Damit erhält der Chief Financial Officer (CFO) einen gewaltigen Kompetenzverstärker. Schon im ureigensten Aufgabenbereich des Finanzressorts lassen sich z. B. die Liquiditäts- und Eigenkapitalplanung durch eine in sehr viel stärkerem Maß modellgestützte und empirisch fundierte Entscheidungsunterstützung optimieren. Je schneller Umwelt- und -feldänderungen erkannt werden können, desto weniger braucht man Unsicherheitspuffer. So werden z. B. Lagerbestände und damit -finanzierungen künftig zwar nicht obsolet, können zum Zwecke der Wertsteigerung aber deutlich heruntergefahren werden, wenn man Veränderungen des Kundenverhaltens frühzeitiger und genauer voraussehen kann.

Über seinen traditionellen Aufgabenbereich hinaus wird der Finanzleiter aber auch immer mehr zum Mitgestalter des Geschäftsmodells und agiert mit dem Chief Executive Officer auf Augenhöhe – was im Übrigen auch den derzeit zumindest bei DAX-Unternehmen noch festzustellenden Entlohnungsrückstand gegenüber dem Vorstandsvorsitzenden (FAZ, 3.8.2019, 22) verkürzen dürfte.
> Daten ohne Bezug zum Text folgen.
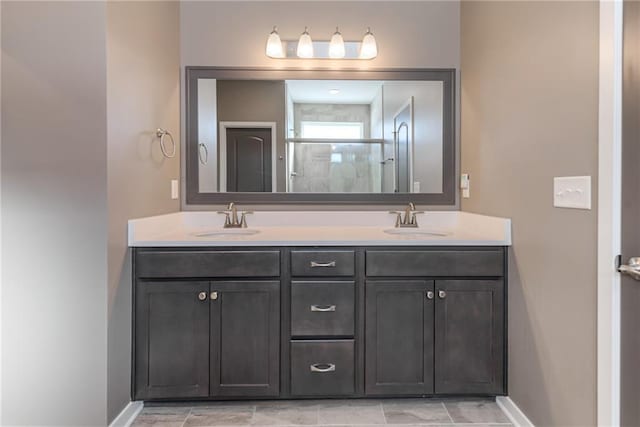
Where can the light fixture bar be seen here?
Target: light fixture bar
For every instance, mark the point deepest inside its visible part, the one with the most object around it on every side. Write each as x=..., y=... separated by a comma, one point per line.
x=321, y=49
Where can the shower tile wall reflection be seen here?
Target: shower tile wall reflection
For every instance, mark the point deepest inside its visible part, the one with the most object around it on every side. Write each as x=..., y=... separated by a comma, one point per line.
x=336, y=167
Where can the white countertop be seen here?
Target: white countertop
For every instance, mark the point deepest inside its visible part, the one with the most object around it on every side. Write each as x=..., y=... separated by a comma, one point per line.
x=320, y=228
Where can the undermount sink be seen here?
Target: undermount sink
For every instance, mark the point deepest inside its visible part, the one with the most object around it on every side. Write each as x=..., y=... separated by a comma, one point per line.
x=226, y=232
x=415, y=232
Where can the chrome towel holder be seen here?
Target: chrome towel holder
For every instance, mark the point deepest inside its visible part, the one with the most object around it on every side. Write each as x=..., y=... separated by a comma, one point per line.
x=161, y=133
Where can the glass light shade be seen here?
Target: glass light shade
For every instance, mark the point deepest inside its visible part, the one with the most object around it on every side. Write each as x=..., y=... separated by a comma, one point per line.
x=369, y=48
x=274, y=45
x=336, y=46
x=305, y=45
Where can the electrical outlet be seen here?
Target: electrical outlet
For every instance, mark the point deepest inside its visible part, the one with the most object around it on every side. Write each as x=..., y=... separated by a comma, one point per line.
x=465, y=185
x=174, y=189
x=572, y=192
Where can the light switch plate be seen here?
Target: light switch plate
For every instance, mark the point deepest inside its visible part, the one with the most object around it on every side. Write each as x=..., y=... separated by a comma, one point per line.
x=572, y=192
x=174, y=189
x=465, y=185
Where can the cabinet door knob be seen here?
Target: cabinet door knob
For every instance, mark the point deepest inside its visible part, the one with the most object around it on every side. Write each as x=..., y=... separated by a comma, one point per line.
x=323, y=308
x=323, y=367
x=314, y=264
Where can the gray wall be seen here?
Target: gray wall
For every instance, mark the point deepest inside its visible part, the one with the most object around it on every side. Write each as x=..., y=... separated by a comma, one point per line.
x=54, y=213
x=409, y=34
x=143, y=78
x=529, y=113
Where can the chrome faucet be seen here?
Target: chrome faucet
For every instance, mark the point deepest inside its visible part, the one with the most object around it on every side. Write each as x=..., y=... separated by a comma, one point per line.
x=231, y=217
x=409, y=219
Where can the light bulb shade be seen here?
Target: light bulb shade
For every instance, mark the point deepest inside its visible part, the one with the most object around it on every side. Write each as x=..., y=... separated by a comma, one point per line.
x=369, y=48
x=336, y=46
x=274, y=45
x=305, y=46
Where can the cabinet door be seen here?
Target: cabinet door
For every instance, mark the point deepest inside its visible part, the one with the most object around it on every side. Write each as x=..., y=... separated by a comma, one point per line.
x=469, y=337
x=399, y=337
x=171, y=340
x=245, y=338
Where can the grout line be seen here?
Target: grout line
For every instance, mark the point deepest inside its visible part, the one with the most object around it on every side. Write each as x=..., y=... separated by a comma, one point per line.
x=448, y=413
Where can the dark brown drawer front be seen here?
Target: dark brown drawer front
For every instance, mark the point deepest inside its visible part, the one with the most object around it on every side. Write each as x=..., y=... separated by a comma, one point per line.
x=322, y=263
x=435, y=263
x=322, y=368
x=167, y=264
x=322, y=308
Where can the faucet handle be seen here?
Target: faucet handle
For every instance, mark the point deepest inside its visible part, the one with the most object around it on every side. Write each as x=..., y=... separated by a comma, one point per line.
x=243, y=218
x=414, y=220
x=227, y=219
x=398, y=217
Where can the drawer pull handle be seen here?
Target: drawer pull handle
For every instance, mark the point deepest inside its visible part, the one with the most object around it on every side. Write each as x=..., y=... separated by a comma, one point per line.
x=323, y=309
x=315, y=264
x=323, y=367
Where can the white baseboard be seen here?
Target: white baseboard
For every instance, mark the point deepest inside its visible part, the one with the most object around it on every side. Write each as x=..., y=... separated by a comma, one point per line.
x=515, y=414
x=127, y=415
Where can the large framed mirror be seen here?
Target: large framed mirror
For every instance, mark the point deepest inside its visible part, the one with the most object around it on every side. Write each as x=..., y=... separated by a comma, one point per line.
x=320, y=136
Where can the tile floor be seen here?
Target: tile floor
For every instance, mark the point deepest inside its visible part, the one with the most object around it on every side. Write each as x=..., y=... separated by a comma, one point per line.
x=360, y=413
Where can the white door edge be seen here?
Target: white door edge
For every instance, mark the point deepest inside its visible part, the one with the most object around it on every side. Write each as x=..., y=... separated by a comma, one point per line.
x=609, y=213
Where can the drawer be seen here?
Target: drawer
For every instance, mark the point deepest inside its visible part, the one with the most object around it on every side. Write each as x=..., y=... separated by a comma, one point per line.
x=322, y=368
x=322, y=308
x=322, y=263
x=453, y=263
x=170, y=264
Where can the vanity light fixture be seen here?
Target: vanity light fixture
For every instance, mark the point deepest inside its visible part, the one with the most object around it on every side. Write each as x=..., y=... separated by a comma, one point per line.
x=305, y=45
x=274, y=45
x=369, y=48
x=336, y=46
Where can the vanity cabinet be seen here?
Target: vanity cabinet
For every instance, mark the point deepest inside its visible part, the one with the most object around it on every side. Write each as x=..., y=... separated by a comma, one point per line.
x=469, y=336
x=171, y=344
x=223, y=323
x=197, y=338
x=399, y=337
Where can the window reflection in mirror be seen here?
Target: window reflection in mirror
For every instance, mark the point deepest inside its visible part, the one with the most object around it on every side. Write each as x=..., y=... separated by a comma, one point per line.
x=320, y=136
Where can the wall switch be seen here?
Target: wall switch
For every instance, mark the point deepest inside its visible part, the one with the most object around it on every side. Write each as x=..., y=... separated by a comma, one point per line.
x=572, y=192
x=465, y=185
x=174, y=189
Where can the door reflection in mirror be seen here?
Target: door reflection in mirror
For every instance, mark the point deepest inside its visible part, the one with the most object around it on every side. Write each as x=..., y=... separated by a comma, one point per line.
x=323, y=136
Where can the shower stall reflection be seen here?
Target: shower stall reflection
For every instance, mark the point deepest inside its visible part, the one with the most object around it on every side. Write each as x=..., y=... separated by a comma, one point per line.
x=335, y=166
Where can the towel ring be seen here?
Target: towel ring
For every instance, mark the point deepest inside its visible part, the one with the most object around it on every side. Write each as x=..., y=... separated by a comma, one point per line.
x=161, y=133
x=206, y=153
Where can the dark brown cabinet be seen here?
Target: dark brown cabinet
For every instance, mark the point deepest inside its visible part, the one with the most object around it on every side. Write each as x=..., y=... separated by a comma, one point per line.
x=200, y=339
x=469, y=337
x=245, y=338
x=224, y=323
x=442, y=337
x=399, y=337
x=171, y=340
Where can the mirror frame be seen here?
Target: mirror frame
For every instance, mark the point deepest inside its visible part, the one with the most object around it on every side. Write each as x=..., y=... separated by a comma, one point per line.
x=449, y=170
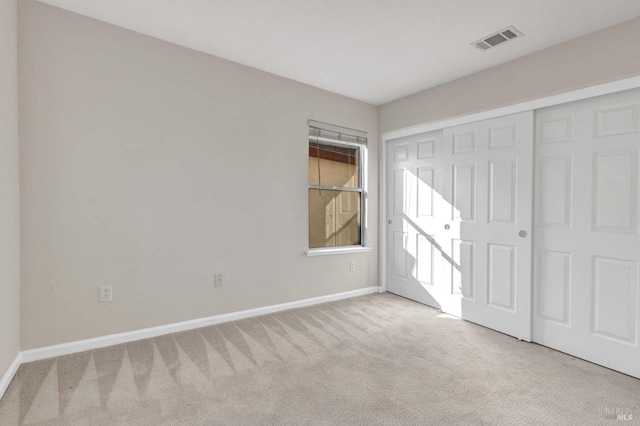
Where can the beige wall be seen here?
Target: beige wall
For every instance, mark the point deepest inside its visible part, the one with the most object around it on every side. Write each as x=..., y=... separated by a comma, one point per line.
x=151, y=167
x=601, y=57
x=9, y=202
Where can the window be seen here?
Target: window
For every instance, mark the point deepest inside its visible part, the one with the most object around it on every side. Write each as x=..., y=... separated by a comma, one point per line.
x=336, y=186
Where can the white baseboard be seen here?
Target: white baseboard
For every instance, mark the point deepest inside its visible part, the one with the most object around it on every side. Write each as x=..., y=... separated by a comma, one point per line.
x=145, y=333
x=10, y=374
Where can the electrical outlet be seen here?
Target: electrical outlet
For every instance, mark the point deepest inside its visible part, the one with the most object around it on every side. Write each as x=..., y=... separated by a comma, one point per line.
x=106, y=293
x=218, y=281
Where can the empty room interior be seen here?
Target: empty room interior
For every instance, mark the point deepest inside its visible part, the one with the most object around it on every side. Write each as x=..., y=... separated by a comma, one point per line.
x=319, y=212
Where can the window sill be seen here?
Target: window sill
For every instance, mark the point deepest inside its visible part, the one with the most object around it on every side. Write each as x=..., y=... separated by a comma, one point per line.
x=337, y=250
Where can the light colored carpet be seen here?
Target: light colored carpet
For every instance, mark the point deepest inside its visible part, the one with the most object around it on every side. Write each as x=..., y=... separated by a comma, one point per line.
x=372, y=360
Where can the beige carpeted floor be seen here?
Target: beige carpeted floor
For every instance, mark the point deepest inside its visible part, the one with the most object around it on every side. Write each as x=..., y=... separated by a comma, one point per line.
x=372, y=360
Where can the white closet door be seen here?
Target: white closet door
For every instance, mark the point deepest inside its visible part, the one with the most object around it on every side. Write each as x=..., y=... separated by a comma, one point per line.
x=415, y=213
x=587, y=241
x=488, y=183
x=457, y=201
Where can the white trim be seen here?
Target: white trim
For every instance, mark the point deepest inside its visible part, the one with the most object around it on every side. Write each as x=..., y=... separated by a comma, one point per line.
x=572, y=96
x=145, y=333
x=5, y=381
x=337, y=250
x=575, y=95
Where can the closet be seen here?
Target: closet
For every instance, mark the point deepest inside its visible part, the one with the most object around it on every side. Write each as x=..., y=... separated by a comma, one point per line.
x=527, y=224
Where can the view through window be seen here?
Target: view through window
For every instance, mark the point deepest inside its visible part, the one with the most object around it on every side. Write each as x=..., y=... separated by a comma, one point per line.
x=335, y=191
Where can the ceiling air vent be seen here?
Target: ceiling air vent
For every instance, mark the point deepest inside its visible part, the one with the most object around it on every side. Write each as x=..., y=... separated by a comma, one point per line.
x=495, y=39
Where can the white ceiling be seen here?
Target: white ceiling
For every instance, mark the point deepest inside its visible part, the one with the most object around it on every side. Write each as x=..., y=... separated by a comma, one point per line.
x=373, y=50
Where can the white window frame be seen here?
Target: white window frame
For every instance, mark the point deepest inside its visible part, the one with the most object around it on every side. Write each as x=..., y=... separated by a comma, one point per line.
x=362, y=189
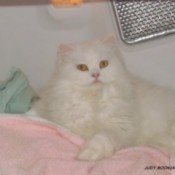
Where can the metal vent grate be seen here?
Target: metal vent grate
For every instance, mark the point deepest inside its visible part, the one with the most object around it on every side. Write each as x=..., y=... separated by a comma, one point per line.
x=139, y=20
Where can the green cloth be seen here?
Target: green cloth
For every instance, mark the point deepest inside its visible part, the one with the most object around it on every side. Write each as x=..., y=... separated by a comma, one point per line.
x=16, y=94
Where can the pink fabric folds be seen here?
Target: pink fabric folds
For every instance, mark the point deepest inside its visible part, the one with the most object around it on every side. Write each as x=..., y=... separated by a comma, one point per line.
x=31, y=147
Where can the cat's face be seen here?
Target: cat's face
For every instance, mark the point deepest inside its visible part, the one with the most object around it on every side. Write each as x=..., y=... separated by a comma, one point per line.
x=91, y=64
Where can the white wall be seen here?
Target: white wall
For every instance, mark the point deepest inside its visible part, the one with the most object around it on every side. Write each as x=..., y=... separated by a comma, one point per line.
x=29, y=37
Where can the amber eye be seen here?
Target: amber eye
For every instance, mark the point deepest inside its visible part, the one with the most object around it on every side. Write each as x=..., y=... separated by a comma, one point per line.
x=82, y=67
x=103, y=64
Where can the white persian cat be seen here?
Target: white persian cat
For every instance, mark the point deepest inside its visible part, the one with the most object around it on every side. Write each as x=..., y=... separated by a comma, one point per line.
x=93, y=95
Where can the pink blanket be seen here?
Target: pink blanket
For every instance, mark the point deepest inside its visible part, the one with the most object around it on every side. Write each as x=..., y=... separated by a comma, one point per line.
x=31, y=147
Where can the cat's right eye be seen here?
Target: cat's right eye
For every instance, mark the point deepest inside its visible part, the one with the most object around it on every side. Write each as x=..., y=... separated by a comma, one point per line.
x=82, y=67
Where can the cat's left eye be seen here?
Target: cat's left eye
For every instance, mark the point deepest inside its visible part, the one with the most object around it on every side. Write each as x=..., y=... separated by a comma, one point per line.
x=103, y=64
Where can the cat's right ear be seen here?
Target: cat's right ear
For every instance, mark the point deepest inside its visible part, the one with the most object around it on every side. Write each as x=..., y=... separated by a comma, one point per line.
x=64, y=48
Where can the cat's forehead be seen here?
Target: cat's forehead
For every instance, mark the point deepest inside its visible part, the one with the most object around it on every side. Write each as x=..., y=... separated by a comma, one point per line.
x=89, y=54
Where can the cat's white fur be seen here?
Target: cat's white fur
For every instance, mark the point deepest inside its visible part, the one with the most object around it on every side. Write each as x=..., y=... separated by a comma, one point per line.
x=118, y=112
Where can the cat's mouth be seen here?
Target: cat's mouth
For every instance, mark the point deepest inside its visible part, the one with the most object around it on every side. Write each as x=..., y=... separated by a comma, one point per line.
x=96, y=81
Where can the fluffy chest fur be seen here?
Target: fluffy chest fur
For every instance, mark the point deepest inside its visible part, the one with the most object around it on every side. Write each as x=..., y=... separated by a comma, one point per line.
x=84, y=110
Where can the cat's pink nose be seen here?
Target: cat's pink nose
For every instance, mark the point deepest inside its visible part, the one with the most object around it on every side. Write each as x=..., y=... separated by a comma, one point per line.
x=96, y=74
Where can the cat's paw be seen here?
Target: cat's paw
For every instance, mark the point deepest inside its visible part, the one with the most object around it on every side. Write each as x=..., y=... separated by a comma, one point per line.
x=97, y=148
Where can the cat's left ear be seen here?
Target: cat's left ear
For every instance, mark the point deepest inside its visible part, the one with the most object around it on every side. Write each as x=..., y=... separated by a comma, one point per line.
x=110, y=41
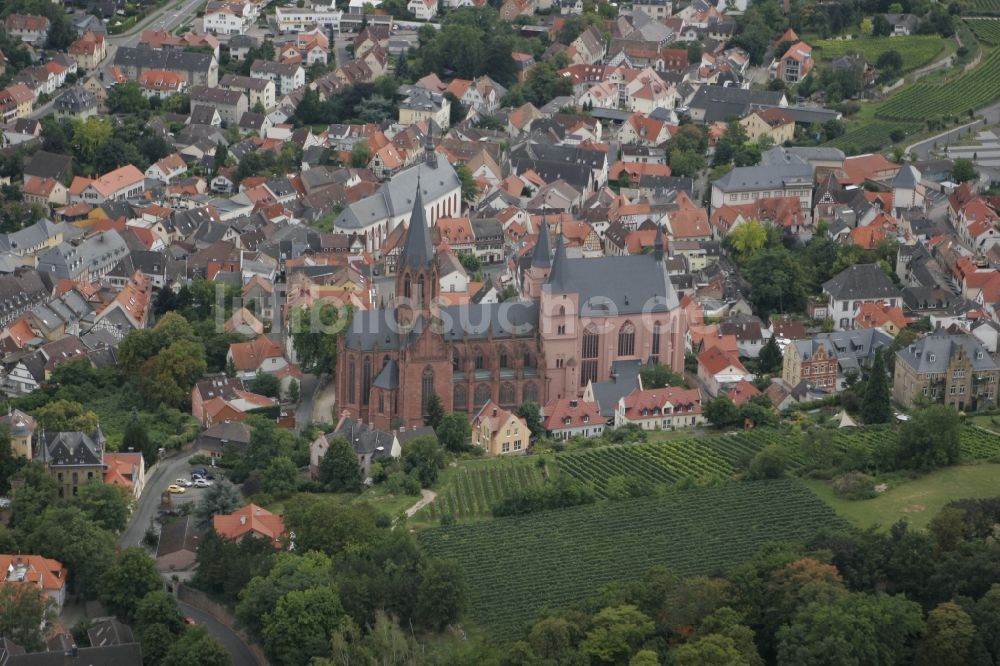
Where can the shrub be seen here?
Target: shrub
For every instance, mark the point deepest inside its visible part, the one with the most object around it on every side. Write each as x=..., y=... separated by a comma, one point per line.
x=854, y=486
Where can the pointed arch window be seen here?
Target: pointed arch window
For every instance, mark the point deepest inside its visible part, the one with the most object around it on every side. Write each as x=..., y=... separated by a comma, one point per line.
x=426, y=388
x=626, y=339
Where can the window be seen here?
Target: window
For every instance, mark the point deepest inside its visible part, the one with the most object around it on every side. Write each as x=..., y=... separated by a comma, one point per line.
x=483, y=393
x=366, y=380
x=351, y=366
x=426, y=388
x=588, y=368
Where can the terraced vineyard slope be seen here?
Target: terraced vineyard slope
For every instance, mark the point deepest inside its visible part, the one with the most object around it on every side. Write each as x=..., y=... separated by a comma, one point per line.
x=515, y=567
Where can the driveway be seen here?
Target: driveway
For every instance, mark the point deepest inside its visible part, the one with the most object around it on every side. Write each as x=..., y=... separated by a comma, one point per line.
x=149, y=501
x=236, y=648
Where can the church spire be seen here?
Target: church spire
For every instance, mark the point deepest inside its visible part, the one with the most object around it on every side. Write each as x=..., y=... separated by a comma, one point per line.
x=542, y=258
x=558, y=279
x=417, y=251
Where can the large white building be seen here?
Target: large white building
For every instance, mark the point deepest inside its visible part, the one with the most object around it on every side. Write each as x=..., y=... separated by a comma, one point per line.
x=376, y=216
x=301, y=18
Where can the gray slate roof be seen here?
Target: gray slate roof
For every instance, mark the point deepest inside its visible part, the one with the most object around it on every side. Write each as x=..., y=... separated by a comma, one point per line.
x=930, y=355
x=861, y=281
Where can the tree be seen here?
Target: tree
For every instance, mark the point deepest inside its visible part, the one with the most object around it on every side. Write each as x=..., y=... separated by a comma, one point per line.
x=159, y=607
x=220, y=159
x=721, y=412
x=532, y=414
x=290, y=572
x=292, y=394
x=24, y=610
x=301, y=625
x=338, y=469
x=433, y=411
x=454, y=432
x=615, y=634
x=360, y=155
x=424, y=458
x=131, y=577
x=195, y=646
x=931, y=438
x=660, y=376
x=106, y=504
x=137, y=439
x=67, y=534
x=220, y=498
x=769, y=463
x=709, y=650
x=441, y=594
x=962, y=171
x=748, y=238
x=127, y=98
x=877, y=404
x=265, y=383
x=770, y=359
x=65, y=416
x=948, y=638
x=281, y=478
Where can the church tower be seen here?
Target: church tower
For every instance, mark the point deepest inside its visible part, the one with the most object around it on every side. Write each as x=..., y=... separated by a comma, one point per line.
x=541, y=264
x=416, y=274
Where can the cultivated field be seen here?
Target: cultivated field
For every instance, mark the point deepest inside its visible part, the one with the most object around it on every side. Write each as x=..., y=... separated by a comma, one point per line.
x=515, y=567
x=923, y=101
x=916, y=50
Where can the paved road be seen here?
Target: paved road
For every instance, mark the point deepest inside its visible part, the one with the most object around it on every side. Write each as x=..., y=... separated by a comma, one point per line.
x=149, y=501
x=236, y=648
x=307, y=397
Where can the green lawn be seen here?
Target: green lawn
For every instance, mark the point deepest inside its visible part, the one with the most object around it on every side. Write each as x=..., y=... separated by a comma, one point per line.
x=919, y=500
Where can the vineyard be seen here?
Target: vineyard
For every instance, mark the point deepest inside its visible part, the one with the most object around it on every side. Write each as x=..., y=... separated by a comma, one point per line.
x=986, y=30
x=968, y=92
x=988, y=7
x=515, y=567
x=473, y=489
x=870, y=137
x=470, y=490
x=916, y=50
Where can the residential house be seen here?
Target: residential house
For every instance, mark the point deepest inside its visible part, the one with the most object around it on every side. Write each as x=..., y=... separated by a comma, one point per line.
x=72, y=458
x=48, y=575
x=570, y=417
x=28, y=28
x=251, y=520
x=231, y=104
x=660, y=409
x=125, y=182
x=719, y=369
x=955, y=370
x=498, y=431
x=825, y=360
x=286, y=77
x=855, y=285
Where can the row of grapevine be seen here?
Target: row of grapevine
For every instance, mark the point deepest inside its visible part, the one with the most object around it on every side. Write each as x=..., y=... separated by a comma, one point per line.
x=514, y=567
x=474, y=489
x=968, y=92
x=986, y=30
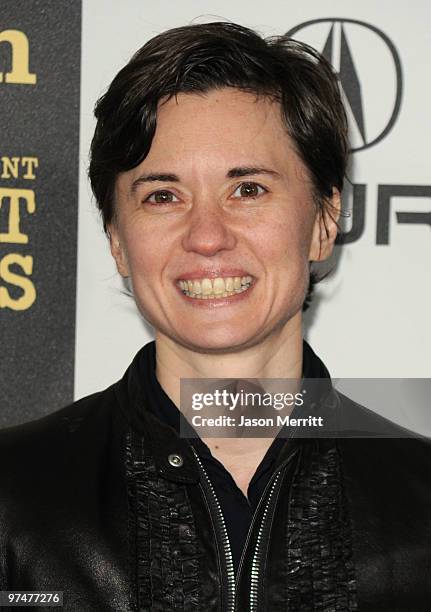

Der datengestützte Rundum-Blick ermöglicht dem CFO eine die Geschäftsbereiche übergreifende Unterstützer-, Berater- und Veränderer-Rolle, die seine strategische Bedeutung weiter erhöht. Der Finanzbereich rückt stärker an das Handeln am Markt heran, der CFO wird zum Businesspartner und Transformationsmanager. Haben sich Finanzvorstände gerade in großen Konzernen früher eher als “Oberaufseher” verstanden, werden sie künftig mehr zum strategischen Ratgeber und Entscheider. Auch der CFO ist mitverantwortlich für die Entwicklung von Zukunftsperspektiven, für deren Realisierung er Risikokapital bereitstellt. Insofern muss er wie ein Venture Capitalist agieren. War der CFO traditionell auf die (finanzielle) Stabilität der Unternehmung fokussiert, hat er diese künftig stärker in eine Balance mit dem Ermöglichen von Kreativität, Innovation und dem Sich-Ausprobieren-Können zu bringen.

Dies zeigt, dass sich auch im Finanzbereich die benötigten Kompetenzen der Mitarbeiter verändern müssen, deren Zahl (wie in anderen Funktionalbereichen) zurückgehen mag, deren Qualifikationsniveau aber deutlich ansteigen wird. Ein Denken in IT-Strukturen wird zwingend notwendig, und die Anforderungen an die analytischen Fähigkeiten nehmen angesichts der vermehrten plausibilisierenden Tätigkeiten auf dem Gebiet der System- und Prozesskontrolle sowie des notwendigen Denkens in Geschäftsmodellen zu. Darüber hinaus verlangt die stärkere innerbetriebliche Vernetzung auch eine höhere Ausprägung von Querschnitts- und Sozialkompetenzen, vor allem im Sinne von Team- und Kommunikationsfähigkeiten. Die Mitarbeiter des Finanzbereichs sind nicht nur gefragt, eine auf den ersten Blick unüberschaubare Datenmenge für die Zentralbereiche in zielführendes, handhabbares Wissen zu verwandeln. Gerade das Begleiten und Antreiben der operativen Einheiten verlangt es, die “Sprache” der jeweiligen Business Units zu sprechen.

“Ein CFO, der sich nur als Experte für finanzielle Kennzahlen versteht, wird aus meiner Sicht in Zukunft an Akzeptanz im Unternehmen verlieren” – so Asenkerschbaumer (a. a. O.). Damit macht die Digitalisierung den CFO aber nicht überflüssig – im Gegenteil: Der “digitale” CFO muss noch stärker als in der Vergangenheit “Unternehmer in der Unternehmung” sein und deren Metamorphosen vorantreiben. Der dafür notwendige kulturelle Wandel hat in vielen Unternehmen bereits begonnen, muss aber angesichts der Dynamik der Veränderungen in den Geschäftsmodellen noch deutlich beschleunigt werden.

Prof. Dr. Stephan Paul ist Inhaber des Lehrstuhls für Finanzierung und Kreditwirtschaft an der Ruhr-Universität Bochum, leitet den Arbeitskreis “Finanzierung” der Schmalenbach-Gesellschaft und forscht über die Konsequenzen von Digitalisierung und Industrie 4.0 für die Unternehmensfinanzierung.